Load Balancing methods do not work as expected between WEB and APP servers.

Hakan Polatli1709158891 · April 3, 2019

Hi Guys,

I have a customer complaining that least connection load balancing method does not work as it is supposed to. First, since I noticed that the current configuration method is Round Robin becasue "Bound service's state changed to UP" when looking into the vServer configuration, I thought it might be cause of Slow-Start mode, by which NetScaler protects newly enabled or up servers from a possible overhead, but then I found that it's not the root cause as servers' state does not change so often for Slow-Start Mode to switch the load balancing method from configured one to Round Robin.

Regarding Slow-Start Mode:

https://support.citrix.com/article/CTX108886?_ga=2.163941951.1802433873.1553506206-1079685509.1515480303

Anyway, although least connection method is configured, we observe that some servers have 11 connections whereas some of them have 3 so there is always a huge gap between the server that has the most connection and the server that has the least connection. vServer in question is SSL_BRIDGE. Connection multiplexing is not in use which is obvious when comparing the "Current Client Connections" and "Current Server Connections" at vServer statistics as these values are identical for each service bound to the vServer.

I attached vServer and servicegroup configuration, connection count at vServer as well as two graphs taken from APM tool, one of them shows the number of connection requests to the servers and the other one shows the number of active connections at the servers. NetScaler version is 11.1 Build 58.13.

The customer changed the load balancing method to Round Robin and they're still not satisfied. Is it normal to face such a case as some connections may take longer than the others or is there anything I am possibly missing? This a traffic between WEB servers and APP servers which is something I am not so familiar with.

Any help or idea would be great as I really don't know what to do. Load balancing is the main task that this appliance perform so I think this shouldn't be a problem :)

Thanks,

Hakan

lb-method.rar

Mihai Cziraki1709160741 · April 4, 2019

Hi!

So the last time the Vserver went into Round Robin mode is 2 days . Service 1, MOBAPP02 is the one that has the lower uptime.

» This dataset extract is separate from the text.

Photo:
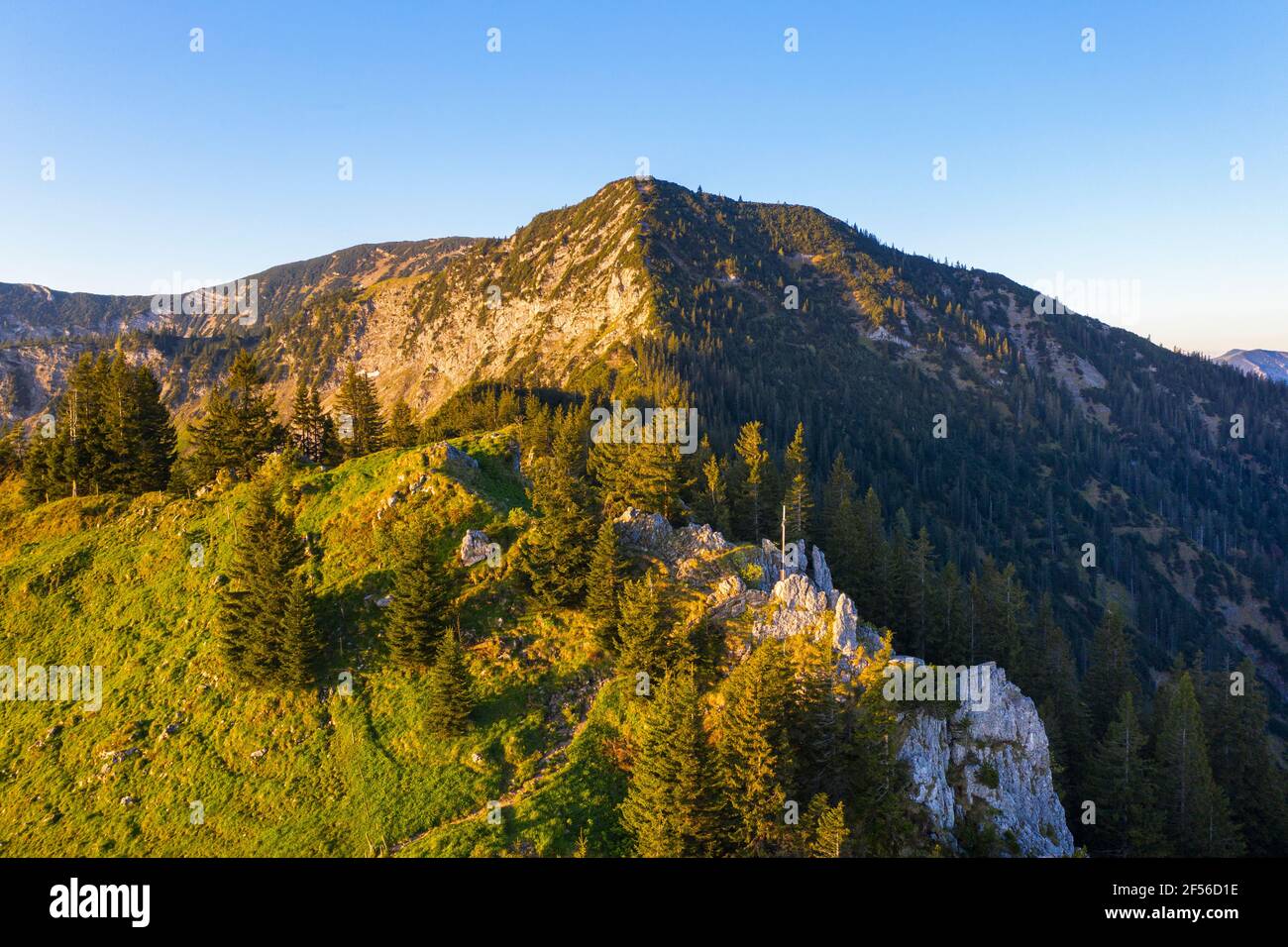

In that article says that it will leave the rpundrobin method only when it reaches

request rate x number of packet engines x bound services

I don't know what your request rate is/was or how many packet engines you have.

So if we say you had 100 requests/s x 7 packet engines x 13 services = 9100

so only after 9100 client hits (tcp connections in your case) it will leave the round robin method.

I am guessing you vserver did not hit the limit number so it stays with round robin.

i found this article that might help you:

https://docs.citrix.com/en-us/netscaler/12/load-balancing/load-balancing-advanced-settings/slow-start-service.html

"With automated slow start, a service is taken out of the slow start phase when one of the following conditions applies:

The actual request rate is less than the new service request rate.

The service does not receive traffic for three successive increment intervals.

The request rate has been incremented 200 times.

The percentage of traffic that the new service must receive is greater than or equal to 100.

"

Give this a try.

Hakan Polatli1709158891 · April 7, 2019

On 04.04.2019 at 11:14 AM, Mihai Cziraki1709160741 said:

Hi!

So the last time the Vserver went into Round Robin mode is 2 days . Service 1, MOBAPP02 is the one that has the lower uptime.

In that article says that it will leave the rpundrobin method only when it reaches

request rate x number of packet engines x bound services

I don't know what your request rate is/was or how many packet engines you have.

So if we say you had 100 requests/s x 7 packet engines x 13 services = 9100

so only after 9100 client hits (tcp connections in your case) it will leave the round robin method.

I am guessing you vserver did not hit the limit number so it stays with round robin.

i found this article that might help you:

https://docs.citrix.com/en-us/netscaler/12/load-balancing/load-balancing-advanced-settings/slow-start-service.html

"With automated slow start, a service is taken out of the slow start phase when one of the following conditions applies:

The actual request rate is less than the new service request rate.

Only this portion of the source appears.